Gaming has got to the stage where you can almost compare it to a heroin junkie, gamers want the next game over the horizon to be bigger, brighter, and louder. Companies make these promises and then gamers want it NOW, they then throw money at publishers in preorders which helps to drive the pressure for release dates. This in turn blows methodical testing and bug fixing out of the water and you get day 1 patches, along with canny publishers spotting an easy extra revenue source. Gamers then squeal like stuck pigs at the outrage that a company game them a product they asked for and seceded to time demands.

Six months later the cycle begins anew, wake up folks you are causing this problem not the publishers.


On July 10, 2014 at 4:49 am

I usually pre-order any non-MMO game i know im going to want to play no matter the review (Any Fallout or Elder Scrolls game, the newest Dragon Age (Last chance for bioware), and a few others).

Pre-order bonuses dont affect me at all, mostly because i play on PC. You will notice on the Watch_Dogs charts the PC deluxe (Because why would you pre-order a standard edition?) got all the “exclusive” bonuses you cant get from the season pass. Hell, the Origin Pre-order for DA:I Digital Deluxe has 3 mounts. And on PC, the pre-order serves a secondary function. it (Usually) gives you a chance to pre-load the game so its available when you get home from work/school.

So for PC the pre-order still serves a real function for the consumer with little bonuses attached. The only people really getting screwed over here is the console gamer.

Ron Whitaker

On July 10, 2014 at 5:13 am

@ObiWanChernobyl – It made me chuckle when I saw that article land right after this, too. Again, as I said above, you can bet that if you don’t pre-order, those missions will be available as DLC at some point after release. Just play them after you finish the game.


On July 12, 2014 at 9:04 pm

It’d also be nice to get rid of all these betas and early access BS. Why should people pay to be your QA team? Once they get their money, there’s no incentive to finish the game.

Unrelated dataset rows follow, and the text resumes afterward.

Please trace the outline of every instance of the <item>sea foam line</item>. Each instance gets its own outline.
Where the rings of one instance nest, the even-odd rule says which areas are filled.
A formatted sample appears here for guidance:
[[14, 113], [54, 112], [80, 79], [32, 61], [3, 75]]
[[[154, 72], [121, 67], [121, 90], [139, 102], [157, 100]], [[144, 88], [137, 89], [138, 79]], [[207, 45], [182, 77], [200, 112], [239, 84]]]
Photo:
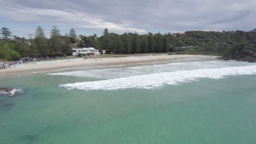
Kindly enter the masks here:
[[113, 91], [127, 88], [155, 89], [165, 85], [173, 85], [191, 82], [200, 78], [219, 79], [225, 76], [256, 73], [256, 65], [200, 69], [136, 75], [116, 79], [60, 85], [67, 89], [83, 91]]

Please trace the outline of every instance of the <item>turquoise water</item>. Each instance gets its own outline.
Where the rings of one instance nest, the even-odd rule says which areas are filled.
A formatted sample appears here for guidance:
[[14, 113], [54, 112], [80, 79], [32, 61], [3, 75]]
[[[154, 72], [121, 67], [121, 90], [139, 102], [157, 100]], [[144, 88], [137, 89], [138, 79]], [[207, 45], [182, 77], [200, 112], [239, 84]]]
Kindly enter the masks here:
[[1, 143], [255, 143], [255, 64], [194, 61], [0, 75]]

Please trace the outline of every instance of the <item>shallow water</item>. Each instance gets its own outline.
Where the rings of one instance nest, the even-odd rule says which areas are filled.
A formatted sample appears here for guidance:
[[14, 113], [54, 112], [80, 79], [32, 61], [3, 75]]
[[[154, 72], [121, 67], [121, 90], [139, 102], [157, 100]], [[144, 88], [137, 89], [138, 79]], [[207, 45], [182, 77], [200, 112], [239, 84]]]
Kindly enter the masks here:
[[0, 76], [1, 143], [255, 143], [255, 65], [189, 61]]

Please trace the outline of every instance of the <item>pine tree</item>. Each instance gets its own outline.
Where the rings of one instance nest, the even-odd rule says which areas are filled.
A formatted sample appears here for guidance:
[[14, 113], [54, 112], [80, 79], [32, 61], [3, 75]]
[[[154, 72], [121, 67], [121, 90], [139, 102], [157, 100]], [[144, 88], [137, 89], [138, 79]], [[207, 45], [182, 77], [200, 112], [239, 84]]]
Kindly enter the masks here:
[[77, 37], [77, 34], [75, 34], [75, 31], [74, 28], [71, 28], [69, 31], [69, 37], [70, 37], [70, 41], [71, 43], [74, 44], [75, 43], [75, 37]]
[[49, 40], [50, 52], [54, 56], [61, 54], [61, 36], [60, 30], [56, 26], [54, 26], [51, 31], [51, 38]]
[[122, 40], [121, 39], [121, 37], [119, 35], [117, 35], [115, 37], [116, 41], [116, 49], [117, 52], [118, 53], [121, 53], [122, 51], [124, 50], [124, 44]]
[[65, 39], [65, 42], [62, 45], [62, 49], [61, 49], [61, 52], [67, 56], [69, 55], [72, 52], [72, 49], [70, 45], [70, 39], [67, 33], [66, 34], [65, 36], [64, 37], [64, 38]]
[[109, 52], [111, 47], [111, 39], [107, 28], [105, 28], [103, 32], [103, 50]]
[[149, 52], [151, 53], [155, 52], [155, 50], [154, 47], [154, 35], [152, 33], [148, 33], [148, 48], [149, 49]]
[[141, 51], [140, 47], [140, 40], [139, 35], [136, 32], [134, 33], [133, 35], [131, 47], [132, 47], [132, 52], [133, 53], [139, 53]]
[[169, 52], [169, 43], [168, 41], [167, 35], [166, 34], [162, 37], [162, 52]]
[[131, 53], [131, 40], [129, 38], [128, 34], [125, 33], [123, 35], [123, 41], [124, 43], [124, 53]]
[[30, 42], [30, 49], [27, 51], [28, 56], [34, 58], [39, 56], [38, 49], [34, 44], [34, 40], [32, 39], [33, 34], [28, 34], [28, 40]]
[[154, 49], [155, 52], [161, 53], [162, 52], [162, 34], [158, 32], [155, 34], [155, 43], [154, 43]]
[[148, 49], [148, 43], [147, 35], [142, 37], [141, 39], [141, 53], [148, 53], [149, 50]]
[[11, 36], [12, 33], [10, 31], [9, 28], [2, 27], [0, 31], [0, 34], [2, 35], [2, 37], [7, 41], [8, 37]]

And whatever happened to demos?


On July 15, 2014 at 5:30 pm

The only thing I like about all this pre-order DLC is when the game goes on sale on Steam a couple years later, it’s all bundled in for dirt cheap. Heh. That said, I still pre-order games from smaller companies like Atlus, whom I really want to support. Speaking of which, Atlus Pre-Order bonuses tend to be physical items, hit or miss, but more interesting at least.